Con un gesto rapido, senza nemmeno alzare la testa, John aveva sollevato la balestra caricandola con un movimento fluido, ma ci voleva talmente tanto tempo per tendere la corda di quel dannato arnese che comunque non avrebbe mai avuto modo di usarlo.

— Getta via la balestra — ordinò una voce che proveniva dall’intricato sottobosco ai margini della strada. Mi voltai cercando di scrutare tra le fronde per individuare la persona che aveva parlato, ma non riuscii a vedere nulla. John non ubbidì all’ordine ma abbassò l’arma.

Qualcosa si mosse e la richiesta venne ripetuta.

— Perché avete colpito il mio cavallo? — gridai. — Non c’era alcuna ragione per farlo. — Silenzio.

— Non abbiamo nulla di valore — aggiunsi.

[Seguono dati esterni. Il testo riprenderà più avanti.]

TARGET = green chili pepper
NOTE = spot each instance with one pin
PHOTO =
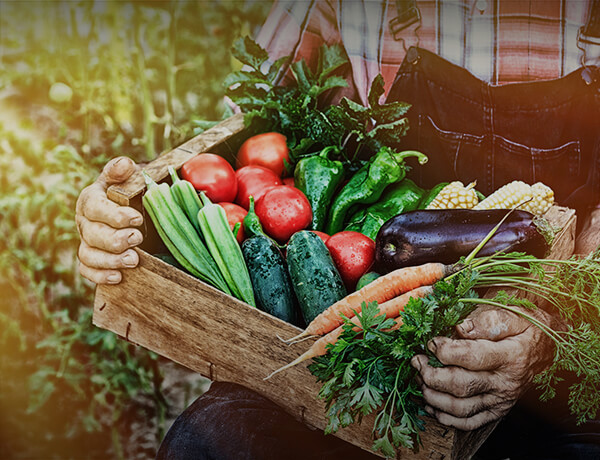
(401, 197)
(318, 177)
(368, 183)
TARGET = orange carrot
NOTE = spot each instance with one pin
(390, 309)
(382, 289)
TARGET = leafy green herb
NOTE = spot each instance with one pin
(294, 109)
(369, 370)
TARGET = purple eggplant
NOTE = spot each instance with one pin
(445, 235)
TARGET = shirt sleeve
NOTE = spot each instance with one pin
(299, 29)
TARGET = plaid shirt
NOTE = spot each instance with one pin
(499, 41)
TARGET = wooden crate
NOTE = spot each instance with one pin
(183, 319)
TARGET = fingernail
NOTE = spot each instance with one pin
(129, 260)
(114, 278)
(432, 346)
(134, 238)
(136, 221)
(466, 326)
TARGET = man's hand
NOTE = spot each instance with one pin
(106, 229)
(487, 368)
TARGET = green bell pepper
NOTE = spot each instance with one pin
(398, 198)
(368, 183)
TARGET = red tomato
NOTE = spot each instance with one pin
(253, 180)
(324, 236)
(213, 174)
(353, 254)
(235, 214)
(283, 211)
(268, 150)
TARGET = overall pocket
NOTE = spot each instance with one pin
(493, 160)
(558, 167)
(452, 155)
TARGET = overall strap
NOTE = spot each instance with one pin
(590, 32)
(588, 40)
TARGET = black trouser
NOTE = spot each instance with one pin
(548, 132)
(231, 422)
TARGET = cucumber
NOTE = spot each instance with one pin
(315, 278)
(270, 279)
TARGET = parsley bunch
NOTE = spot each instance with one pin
(297, 106)
(368, 369)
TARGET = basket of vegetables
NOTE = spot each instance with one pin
(291, 221)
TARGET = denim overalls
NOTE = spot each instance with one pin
(547, 131)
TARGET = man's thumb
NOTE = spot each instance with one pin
(491, 324)
(116, 171)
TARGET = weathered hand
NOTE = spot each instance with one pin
(487, 368)
(106, 229)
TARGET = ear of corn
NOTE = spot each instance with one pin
(454, 196)
(179, 235)
(225, 250)
(536, 198)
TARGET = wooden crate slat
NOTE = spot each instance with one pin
(157, 169)
(177, 316)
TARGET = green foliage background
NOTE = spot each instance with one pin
(137, 75)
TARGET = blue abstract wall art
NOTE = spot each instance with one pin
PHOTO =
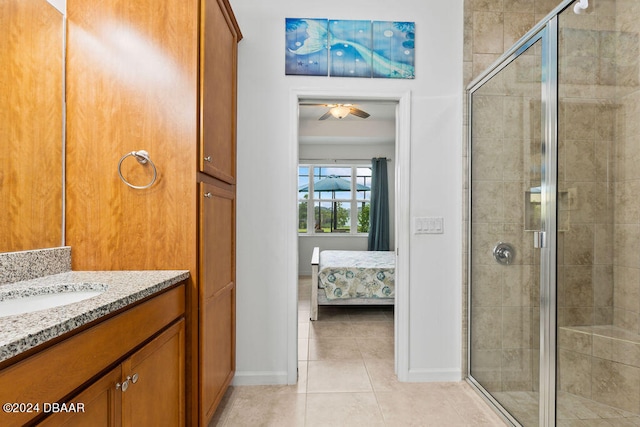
(350, 48)
(306, 47)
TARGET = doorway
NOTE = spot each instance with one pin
(313, 153)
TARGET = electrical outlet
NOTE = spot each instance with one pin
(429, 225)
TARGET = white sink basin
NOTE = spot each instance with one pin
(45, 297)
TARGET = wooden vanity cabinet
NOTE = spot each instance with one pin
(146, 339)
(146, 389)
(160, 79)
(102, 405)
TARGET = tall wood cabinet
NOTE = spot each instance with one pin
(160, 77)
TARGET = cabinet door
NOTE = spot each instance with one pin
(217, 349)
(216, 239)
(155, 392)
(99, 405)
(217, 295)
(218, 52)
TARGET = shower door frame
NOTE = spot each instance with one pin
(545, 31)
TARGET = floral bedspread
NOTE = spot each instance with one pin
(357, 274)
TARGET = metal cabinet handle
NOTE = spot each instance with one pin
(503, 253)
(124, 386)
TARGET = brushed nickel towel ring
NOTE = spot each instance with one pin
(143, 158)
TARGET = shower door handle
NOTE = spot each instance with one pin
(539, 239)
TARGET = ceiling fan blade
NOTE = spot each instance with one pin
(358, 112)
(325, 116)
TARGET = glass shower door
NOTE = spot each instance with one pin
(506, 207)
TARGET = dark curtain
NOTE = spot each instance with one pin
(379, 210)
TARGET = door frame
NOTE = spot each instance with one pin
(402, 225)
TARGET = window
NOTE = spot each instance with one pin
(333, 199)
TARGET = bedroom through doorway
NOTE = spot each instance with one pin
(337, 140)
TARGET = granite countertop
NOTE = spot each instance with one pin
(22, 332)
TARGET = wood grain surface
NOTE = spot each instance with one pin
(31, 124)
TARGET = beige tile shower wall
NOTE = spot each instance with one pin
(586, 136)
(505, 152)
(491, 27)
(626, 295)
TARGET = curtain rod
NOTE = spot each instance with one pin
(339, 160)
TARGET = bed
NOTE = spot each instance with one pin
(351, 278)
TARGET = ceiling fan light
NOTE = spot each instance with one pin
(340, 111)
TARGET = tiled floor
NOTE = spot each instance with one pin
(346, 378)
(571, 411)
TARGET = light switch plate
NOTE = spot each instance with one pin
(429, 225)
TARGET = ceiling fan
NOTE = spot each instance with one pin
(340, 111)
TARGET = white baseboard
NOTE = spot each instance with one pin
(434, 375)
(260, 378)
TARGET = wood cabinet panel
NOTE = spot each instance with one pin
(218, 52)
(154, 393)
(217, 357)
(69, 364)
(131, 85)
(102, 405)
(217, 239)
(156, 398)
(31, 58)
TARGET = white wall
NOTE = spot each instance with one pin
(265, 257)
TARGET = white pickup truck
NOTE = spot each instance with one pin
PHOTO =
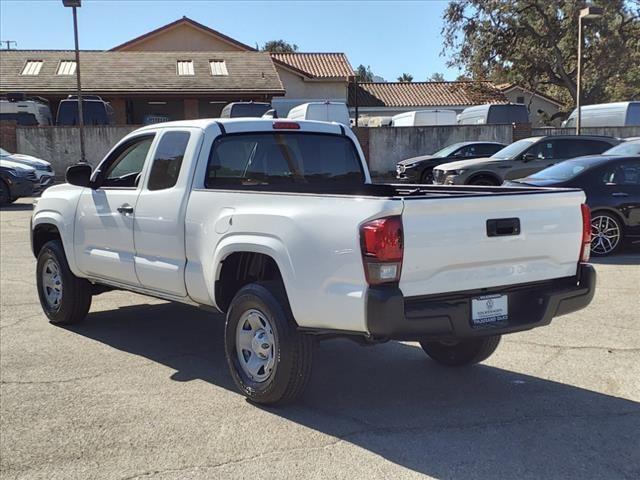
(277, 224)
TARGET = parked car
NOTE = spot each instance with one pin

L’arciere sbucò da un folto cespuglio. Era una donna vestita con abiti logori e un pastrano che sembrava ottenuto unendo le pelli di sei animali differenti.

— Il cavallo è cibo — tagliò corto. — E se non getti via quella balestra mangeremo anche te.

— Cibo! — esclamò John incredulo. — Ma c’è selvaggina in abbondanza in questi boschi. Il cibo non manca a Hawkeyrie!

Appena la donna sollevò la balestra per prendere la mira, John smise di parlare per gettare la sua fuori dal carro.

— Non c’è nessun bisogno di andare in giro ad ammazzare i viaggiatori e i loro cavalli — aggiunse.

— Non sono una cacciatrice — rispose duramente la donna. — Ho un bambino a cui pensare. Non ho tempo di procurarmi la carne in altro modo. Se si tratta del cavallo di un viandante, peggio per lui. E comunque il mio è figlio di un viandante.

— Niente marito? — domandò John.

La donna gli diede un’occhiata severa. — Mai avuto. Un paio d’anni fa è passato di qui uno straniero. Ha sempre detto che sarebbe tornato. E l’ha anche fatto tre giorni fa. Ma non gli interessano i bambini. Ha altre cose per la testa.

— Quest’uomo ha mai parlato di viaggi nel tempo?

— Non ha mai smesso di ripeterlo — disse la donna con disgusto. — Era pazzo, e lo è ancora.

— Dov’è?

— Perché? Siete suoi amici? — Ora la freccia era puntata verso la mia pancia. Ebbi un sussulto.

— No — mi affrettai a dire.

— Ma lo stiamo cercando — aggiunse John.

— È alla capanna, sulla cima — disse come se sperasse di non vederlo mai più ridiscendere. — Ma non ci starà per molto. Un giorno o due e poi se ne andrà di nuovo. Non ha tempo per noi.

— Puntate altrove la freccia — le chiesi. — Non vi faremo alcun male.

— No, voi no. Potete scalare la montagna. — Si fermò rivolgendomi uno sguardo di sfida. Poi abbassò l’arma. — Mi spiace per il cavallo — disse — ma ho terribilmente bisogno di carne.

— Non vi aiuterebbero a Hawkeyrie?

— Non amano gli stranieri.

— Ma di certo… — cominciai a dire.

— Non ho intenzione di chiedere l’elemosina — mi interruppe lei brusca.